2. Флоренция. Конгресс. Джанкарло Вигорелли. (…)
Твардовский устал и грустен. Выглядит неважно (…) Говорили с ним о сельском хозяйстве. Ведь он сам был на Пленуме, но впечатления его и заботы полностью совпадают с моими.
Моя гостиница «Риччиоли» — на самом берегу. Мутные воды Арно довольно быстро текут слева направо, и от этого кажется, что я плыву вместе с домом. Напротив — холм Сан-Миннато, кипарисы и оливки, дома с зелеными жалюзи и бурыми черепичными крышами.
Равенна. Чудесная дорога через Аппенинские горы. Фоли. Равенна сама по себе нехороша. Но гробница Галлы Плачидии, чудная церковь с византийскими и римскими мозаиками и баптистерией (все 5–6 веков) поразительны. На обратном пути в горах нас застала снежная буря.
Гробница Данте нехороша, но там лежит все-таки не кто иной, как он.
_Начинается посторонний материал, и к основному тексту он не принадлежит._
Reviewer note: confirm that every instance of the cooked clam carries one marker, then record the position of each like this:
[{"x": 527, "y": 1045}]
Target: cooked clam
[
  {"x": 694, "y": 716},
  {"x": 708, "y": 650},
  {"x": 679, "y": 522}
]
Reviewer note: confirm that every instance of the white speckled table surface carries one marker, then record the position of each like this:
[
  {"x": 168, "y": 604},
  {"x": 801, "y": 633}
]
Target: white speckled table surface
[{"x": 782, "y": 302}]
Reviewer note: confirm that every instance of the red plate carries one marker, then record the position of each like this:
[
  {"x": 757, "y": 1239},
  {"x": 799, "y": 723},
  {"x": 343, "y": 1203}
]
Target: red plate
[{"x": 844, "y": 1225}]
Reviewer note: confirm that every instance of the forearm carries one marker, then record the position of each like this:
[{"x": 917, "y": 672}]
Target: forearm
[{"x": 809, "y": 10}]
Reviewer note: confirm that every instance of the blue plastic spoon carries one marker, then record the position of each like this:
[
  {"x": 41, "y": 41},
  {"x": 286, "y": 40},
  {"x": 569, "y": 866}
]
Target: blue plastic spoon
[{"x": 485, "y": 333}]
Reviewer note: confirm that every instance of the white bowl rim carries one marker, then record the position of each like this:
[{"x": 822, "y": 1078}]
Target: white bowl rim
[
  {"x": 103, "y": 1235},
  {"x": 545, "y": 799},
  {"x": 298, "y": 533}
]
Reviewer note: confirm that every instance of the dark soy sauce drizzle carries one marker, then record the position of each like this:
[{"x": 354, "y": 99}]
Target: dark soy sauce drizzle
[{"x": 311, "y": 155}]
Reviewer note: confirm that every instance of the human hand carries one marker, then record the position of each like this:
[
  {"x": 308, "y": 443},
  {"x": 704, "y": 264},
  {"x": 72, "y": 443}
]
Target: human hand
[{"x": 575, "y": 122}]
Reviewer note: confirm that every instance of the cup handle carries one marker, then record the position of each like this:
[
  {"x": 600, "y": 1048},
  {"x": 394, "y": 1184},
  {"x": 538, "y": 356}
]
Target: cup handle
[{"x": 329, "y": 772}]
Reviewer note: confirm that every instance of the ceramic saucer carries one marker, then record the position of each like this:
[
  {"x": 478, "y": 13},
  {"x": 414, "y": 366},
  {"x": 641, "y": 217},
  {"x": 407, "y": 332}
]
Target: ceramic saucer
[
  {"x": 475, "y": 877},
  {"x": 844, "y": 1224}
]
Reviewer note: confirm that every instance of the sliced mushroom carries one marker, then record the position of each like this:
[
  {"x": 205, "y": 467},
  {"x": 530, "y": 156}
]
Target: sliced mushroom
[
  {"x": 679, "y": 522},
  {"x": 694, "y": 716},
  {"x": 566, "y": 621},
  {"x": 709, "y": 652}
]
За гробницей висит колокол, отлитый на средства всех муниципалитетов Италии; каждый день в час заката он бьет 13 раз: 13 числа Данте умер (1321 г. какого месяца?).
Вчера в автобусе из гостиницы «Минерва» в кинотеатр Андронников сказал Хикмету, что я здесь. Хикмет вдруг встал (они сидели впереди) и прошел ко мне и сказал: "Я старый глупый турок. Простите меня. У меня склероз. Я слышал, что вы приедете, и все спрашивал о вас. А когда вы приехали, я не понял, что это вы, — человек, которого я люблю". Он расцеловался со мной. Он был очень растроган, я — смущен, и мне было неловко перед другими за то, что меня любят. После кино Хикмет зазвал нас выпить. Мы разговаривали до 1 ч. ночи. Он иногда смотрел на меня с любопытством.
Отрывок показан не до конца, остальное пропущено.